Recently, there was a news story about a 30-year old man who refused to leave from his parent’s house, and after they tried everything, including offering him money, they filed a lawsuit, went to court, and the judge agreed. The son was out.
Part of me said, “About time. Go get a job and start contributing to the community and stop leaching off your parents.” Another part of me said, “Idiot parents. You let him stay that long? You enabled him!”
But then I start thinking. What if that was a Greek family and it ended up in court. Now that would be something to see.
Court Bailiff: All rise. The Honorable Melissa Smith presiding.
Judge Smith: Good morning everyone. Please be seated. This is the matter of Stavros and Maria Karagiozis vs. Yianni Karagiozis. I’ve read the pleadings, and it is my understanding that the plaintiffs are the parents of the defendant and that they are requesting the court to grant an order evicting the defendant from their house. The defendant has counter-sued claiming emotional distress. Now, Mr.

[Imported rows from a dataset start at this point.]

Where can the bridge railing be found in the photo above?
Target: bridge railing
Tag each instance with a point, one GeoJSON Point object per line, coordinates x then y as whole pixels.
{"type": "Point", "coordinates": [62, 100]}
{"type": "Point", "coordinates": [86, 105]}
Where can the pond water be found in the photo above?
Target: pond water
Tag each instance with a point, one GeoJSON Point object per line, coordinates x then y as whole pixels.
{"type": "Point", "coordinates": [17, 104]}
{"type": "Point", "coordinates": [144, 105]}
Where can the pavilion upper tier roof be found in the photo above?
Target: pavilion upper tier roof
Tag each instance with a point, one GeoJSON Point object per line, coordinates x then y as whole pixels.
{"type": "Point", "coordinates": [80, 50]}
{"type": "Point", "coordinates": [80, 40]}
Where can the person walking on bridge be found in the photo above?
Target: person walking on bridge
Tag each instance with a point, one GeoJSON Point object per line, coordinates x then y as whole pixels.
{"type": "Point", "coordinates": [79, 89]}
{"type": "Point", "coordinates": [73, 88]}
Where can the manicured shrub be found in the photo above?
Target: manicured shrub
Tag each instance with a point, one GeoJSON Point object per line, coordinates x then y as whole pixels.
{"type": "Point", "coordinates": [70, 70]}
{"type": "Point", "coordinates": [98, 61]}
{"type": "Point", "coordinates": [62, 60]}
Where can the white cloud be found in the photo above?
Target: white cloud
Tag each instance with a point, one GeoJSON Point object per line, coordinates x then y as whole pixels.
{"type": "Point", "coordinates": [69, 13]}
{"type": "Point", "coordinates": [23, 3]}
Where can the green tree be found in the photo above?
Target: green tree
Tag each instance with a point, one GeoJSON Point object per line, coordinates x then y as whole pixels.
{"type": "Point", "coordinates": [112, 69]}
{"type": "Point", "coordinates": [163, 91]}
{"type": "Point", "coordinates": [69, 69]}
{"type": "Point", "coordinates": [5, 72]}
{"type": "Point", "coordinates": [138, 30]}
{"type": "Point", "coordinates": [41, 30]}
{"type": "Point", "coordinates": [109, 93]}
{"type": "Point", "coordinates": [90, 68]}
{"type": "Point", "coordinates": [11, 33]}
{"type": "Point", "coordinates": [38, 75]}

Yianni, how old are you?
The Son: Forty, your honor.
The Father: Forty going on fifteen, judge, your honor.
The Mother: Stavro, stop? Our boy is going to school. Your honor, Yianni is a student. Also, my husband forced me to come to court. I don’t agree with him.
Judge Smith: Student? How long have you been a student? What are you majoring in?
The Son: Eh, judge, 20 years. I have not declared a major. Nothing has caught my fancy.
The Father: Yeah, the only thing he has declared is how to be a tembeli – that means, a bum, your honor. And I still give him an allowance for cigarettes and to go out for frappe with his other loser friends, while I’m still working in my diner all day.
The Mother: How can you expect him to work? He needs to study, Stavro. He’s going to have a big job once he graduates.
Judge Smith: Yes, Mr. Yianni, why don’t you work in the diner? You know, help out your father?
The Son: Come on, judge. Me, work in a diner? That’s…
The Father: That’s what, aliti?
The Son: Beneath me.
At this point, this is where the father starts yelling, throwing up his hands in typical Greek fashion, the mother is beginning to cry out, “to pedi mou, to pedi mou,” and Yianni, if he were allowed, would pull out a cigarette and start smoking, but he can’t, so he’s just sitting there looking at the judge motioning that his father’s crazy, and then winking at the judge. He starts miming her to call him. Meanwhile, the judge is banging her gavel on the bench, and the bailiff is trying to bring order to the court. It’s not working. A lot of moutza is being thrown around, while the father looks as if he’s going to have a heart attack, the mother is fainting, and Yianni, well, he’s just sitting calmly in his chair, legs crossed looking over at the young pretty little blond-hair woman court clerk who is blushing.
Judge Smith: Order! Order in the court! This is ridiculous. Everyone calm down, or I’ll bring in the sheriffs! Mr. Yianni, after considering the pleadings and testimony, I order that you must vacate your parents’ house in thirty days.
The father smiles, Yianni is shaking his head, and about to give his father the “na” sign, but thinks better and just sits there stunned that the judge would rule against him. His mother simply whispers into her husband’s ear. The father’s face turns downward. He sighs.
The Father: Your honor. I’ve changed my mind. He can stay.
Judge Smith: Really? What changed your mind, sir?
The Father: Her, judge. My wife. His mother.
The Judge: Mrs. Maria, what did you say to your husband?
The Mother: If my son is out, he’s out! No more washing his clothes, cooking his favorite food for dinner, cleaning the house, doing the laundry, taking the clothes to the dry cleaners, feeding the dog, cutting the grass, planting the flowers, taking the trash out, making sure the bills are paid, working in the diner, and he will also sleep on the couch…
The Judges raises her hand and cuts off the Mother.
Judge Smith: I’ve heard enough. Seems to me, Mrs. Maria, like father, like son. Case dismissed.
Moral of the story? Nothing. We’re Greek! That’s how we roll!